What Has Actually Become of Saul Allinsky?


When I wrote a 1965 article on Saul Alinsky for Christianity and Crisis magazine - later anthologized in the book Witness to A Generation -  Alinsky had seven years to live.  By 1972 when he died at age 63, he was the dean of community organizers in the United States. He had largely overcome the objections of his critics. save for the most obdurate on the hard right. 

Researching prior to the Obama run in 2008, I found two others had taken in-depth looks at Alinsky - Hillary Clinton and Barack Obama. Alinsky was clearly a major stop on the learning tour these two took before they decided that electoral politics is the best way to actually get things done in America.

And that's the story in a nutshell almost fifty years from the time I entered Alinsky's modest Michigan Avenue  office  and began an investigation of several months duration. The verdict then, which has not been contradicted, is that Saul Alinsky was a crack organizer whose basic values were tolerance, democracy and helpfulness. He  applied these values to get things done in a country where the ultimate prize was  and remains the control of governance itself. 

That Alinsky championed a confrontational, in-your-face militancy is   true, but the provocative things he did were like  the Yippies, not their violent cousins.

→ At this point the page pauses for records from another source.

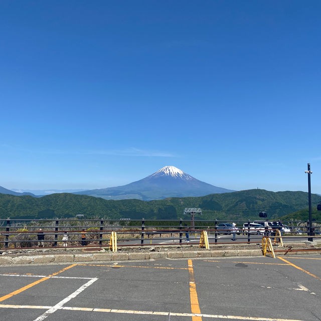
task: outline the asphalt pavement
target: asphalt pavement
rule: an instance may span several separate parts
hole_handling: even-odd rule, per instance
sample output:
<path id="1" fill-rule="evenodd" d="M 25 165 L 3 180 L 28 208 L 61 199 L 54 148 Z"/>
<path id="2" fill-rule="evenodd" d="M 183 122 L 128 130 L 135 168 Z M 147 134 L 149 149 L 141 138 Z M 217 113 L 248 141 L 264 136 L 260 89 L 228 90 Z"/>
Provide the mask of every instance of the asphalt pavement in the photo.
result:
<path id="1" fill-rule="evenodd" d="M 319 320 L 320 256 L 1 266 L 0 319 Z"/>

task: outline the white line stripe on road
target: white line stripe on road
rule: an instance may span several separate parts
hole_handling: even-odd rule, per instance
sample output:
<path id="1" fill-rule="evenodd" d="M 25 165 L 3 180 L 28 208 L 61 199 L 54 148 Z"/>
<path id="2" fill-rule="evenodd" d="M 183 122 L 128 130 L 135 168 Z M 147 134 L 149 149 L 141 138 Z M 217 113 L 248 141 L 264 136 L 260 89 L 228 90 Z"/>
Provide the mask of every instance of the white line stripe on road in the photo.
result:
<path id="1" fill-rule="evenodd" d="M 92 284 L 94 282 L 97 281 L 98 278 L 95 277 L 93 279 L 91 279 L 90 281 L 88 281 L 86 283 L 85 283 L 83 285 L 82 285 L 79 289 L 76 290 L 75 292 L 72 293 L 70 295 L 68 295 L 67 297 L 65 297 L 63 300 L 60 301 L 60 302 L 58 302 L 56 305 L 51 307 L 49 310 L 47 310 L 44 313 L 41 314 L 40 316 L 37 317 L 36 319 L 35 319 L 34 321 L 42 321 L 45 319 L 48 315 L 54 313 L 55 311 L 57 311 L 58 309 L 62 308 L 62 306 L 68 301 L 70 301 L 72 299 L 76 297 L 80 293 L 82 292 L 84 290 L 85 290 L 88 286 Z"/>
<path id="2" fill-rule="evenodd" d="M 95 280 L 94 281 L 95 281 Z M 94 282 L 94 281 L 93 282 Z M 88 282 L 89 283 L 89 282 Z M 86 284 L 87 284 L 86 283 Z M 86 285 L 84 284 L 83 286 Z M 89 284 L 90 285 L 90 284 Z M 88 286 L 89 285 L 87 285 Z M 77 293 L 75 295 L 75 293 L 77 292 L 81 288 L 79 288 L 78 290 L 74 292 L 73 293 L 68 296 L 66 299 L 64 299 L 60 302 L 55 305 L 54 306 L 46 306 L 41 305 L 14 305 L 12 304 L 0 304 L 0 308 L 30 308 L 30 309 L 48 309 L 49 308 L 48 311 L 52 311 L 53 309 L 55 309 L 54 311 L 53 310 L 51 313 L 53 313 L 57 310 L 70 310 L 72 311 L 91 311 L 91 312 L 105 312 L 109 313 L 120 313 L 131 314 L 149 314 L 153 315 L 167 315 L 169 316 L 187 316 L 191 317 L 191 316 L 201 316 L 202 317 L 211 317 L 212 318 L 221 318 L 221 319 L 232 319 L 238 320 L 250 320 L 252 321 L 302 321 L 301 320 L 295 319 L 283 319 L 283 318 L 271 318 L 270 317 L 257 317 L 254 316 L 242 316 L 240 315 L 223 315 L 220 314 L 205 314 L 202 313 L 179 313 L 175 312 L 163 312 L 157 311 L 140 311 L 135 310 L 120 310 L 116 309 L 106 309 L 106 308 L 92 308 L 92 307 L 80 307 L 76 306 L 62 306 L 62 305 L 65 302 L 67 302 L 73 298 L 76 295 L 77 295 L 84 288 L 81 290 L 80 292 Z M 69 298 L 71 296 L 74 295 L 73 297 L 70 297 L 67 300 L 66 299 Z M 46 314 L 48 311 L 45 312 L 43 314 L 39 316 L 39 317 L 36 319 L 37 321 L 40 320 L 43 320 L 47 317 L 49 314 L 47 314 L 43 318 L 40 318 L 43 315 Z M 36 321 L 35 320 L 34 321 Z"/>

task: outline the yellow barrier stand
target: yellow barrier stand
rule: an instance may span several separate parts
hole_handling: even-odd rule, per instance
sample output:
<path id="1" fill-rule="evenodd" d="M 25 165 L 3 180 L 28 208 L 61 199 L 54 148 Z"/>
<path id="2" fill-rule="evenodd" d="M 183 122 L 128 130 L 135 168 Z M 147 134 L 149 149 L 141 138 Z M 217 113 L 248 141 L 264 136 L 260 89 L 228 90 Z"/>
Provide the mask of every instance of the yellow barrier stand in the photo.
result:
<path id="1" fill-rule="evenodd" d="M 276 239 L 278 239 L 279 240 L 277 241 Z M 280 243 L 279 246 L 283 246 L 283 240 L 282 240 L 282 235 L 281 235 L 281 232 L 280 230 L 277 229 L 275 231 L 275 237 L 274 237 L 274 241 L 273 242 L 273 245 L 275 245 L 278 243 Z"/>
<path id="2" fill-rule="evenodd" d="M 205 247 L 207 250 L 210 249 L 209 238 L 207 236 L 207 232 L 206 232 L 206 231 L 203 231 L 201 234 L 200 247 Z"/>
<path id="3" fill-rule="evenodd" d="M 266 253 L 271 253 L 272 257 L 275 259 L 275 255 L 273 249 L 271 239 L 268 236 L 263 236 L 262 238 L 262 251 L 263 255 L 266 256 Z"/>
<path id="4" fill-rule="evenodd" d="M 117 234 L 113 231 L 110 234 L 110 241 L 109 241 L 109 249 L 113 252 L 117 252 Z"/>

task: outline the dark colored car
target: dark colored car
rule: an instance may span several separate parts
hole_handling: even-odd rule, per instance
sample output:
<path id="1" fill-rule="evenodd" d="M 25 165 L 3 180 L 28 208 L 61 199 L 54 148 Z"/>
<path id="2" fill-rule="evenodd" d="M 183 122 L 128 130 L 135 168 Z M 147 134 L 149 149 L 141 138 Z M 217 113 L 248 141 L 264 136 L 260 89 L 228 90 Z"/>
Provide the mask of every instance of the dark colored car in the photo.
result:
<path id="1" fill-rule="evenodd" d="M 241 234 L 240 229 L 236 227 L 233 226 L 232 224 L 228 223 L 221 223 L 217 225 L 217 234 L 227 234 L 230 235 L 233 234 L 233 230 L 235 230 L 235 233 L 239 235 Z"/>

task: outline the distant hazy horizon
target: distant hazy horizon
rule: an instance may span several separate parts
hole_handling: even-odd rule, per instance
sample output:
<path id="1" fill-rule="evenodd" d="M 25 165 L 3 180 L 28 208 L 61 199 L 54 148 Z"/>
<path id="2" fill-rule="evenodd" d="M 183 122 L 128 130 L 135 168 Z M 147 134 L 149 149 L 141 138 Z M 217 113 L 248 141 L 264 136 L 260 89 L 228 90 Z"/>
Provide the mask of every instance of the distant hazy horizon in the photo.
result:
<path id="1" fill-rule="evenodd" d="M 321 194 L 321 2 L 0 2 L 0 186 L 91 190 L 174 166 Z"/>

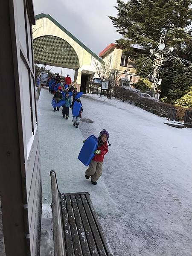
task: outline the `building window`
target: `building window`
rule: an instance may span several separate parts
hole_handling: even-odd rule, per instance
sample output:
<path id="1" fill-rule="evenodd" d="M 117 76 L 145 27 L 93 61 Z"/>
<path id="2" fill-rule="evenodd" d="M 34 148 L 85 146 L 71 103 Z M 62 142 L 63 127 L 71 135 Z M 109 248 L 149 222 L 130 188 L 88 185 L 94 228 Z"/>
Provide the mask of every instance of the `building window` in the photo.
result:
<path id="1" fill-rule="evenodd" d="M 121 66 L 127 67 L 128 63 L 128 58 L 125 54 L 122 54 L 121 55 Z"/>

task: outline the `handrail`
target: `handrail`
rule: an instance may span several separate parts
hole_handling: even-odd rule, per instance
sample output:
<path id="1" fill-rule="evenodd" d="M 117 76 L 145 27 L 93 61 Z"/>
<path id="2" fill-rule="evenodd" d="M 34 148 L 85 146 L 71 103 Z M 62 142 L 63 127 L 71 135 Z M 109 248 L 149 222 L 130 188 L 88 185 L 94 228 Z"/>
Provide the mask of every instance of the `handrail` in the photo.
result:
<path id="1" fill-rule="evenodd" d="M 62 227 L 62 218 L 58 194 L 59 192 L 55 172 L 51 171 L 50 175 L 51 180 L 54 256 L 66 256 L 65 249 L 64 246 L 64 240 Z"/>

Alinsky was good at scaring media and ginning up controversy. These were weapons of the powerless and marginalized. Saul gained very least a voice at the table for such folk.

Alinsky also left a legacy that was explicit, the Industrial Areas Foundation which continues his work and extends his influence. Community organization was responsible for the ground game of the Obama operation and the various permutations of the Tea Party insofar as they have involve grass roots efforts. Even the now-hapless Karl Rove achieved some successes by assiduous grass roots organizing.

That's all we are talking about. Grass roots organizing with a patina of Yippie sensibility. If one looks back today, one would have to conclude that Alinsky helped to fashion in the American mind a role for the community organizer, a role that transcends political party or religious persuasion. Today and in the future, there will be no democratic politics or social movement that does not make an implicit bow to Saul.

That said, both President Obama and Secretary Clinton realized the clear and daunting limitations of community organizing. Both entered electoral politics precisely to get things done that cannot be achieved just by gaining some power at the grass roots.  I went back and looked at one of the organizations Alinsky lofted into the stratosphere in the 1960s - the Woodlawn Organization (TWO) in Barack Obama's neighborhood in Chicago. At the time, Alinsky could stimulate apoplexy in the adjacent University of Chicago community with a few well-chosen sound bites. Today the conflict has morphed into what can only be called an arrangement in which both sides of the dispute have had successes. Suffice to say that without TWO things would have been worse over time. 

      I would hazard the guess that in the future Alinsky's methods and aims will be integral to American politics and determine both winners and losers, just as they did in November, 2012. The key to community organizing remains constant. Doing it and doing it well.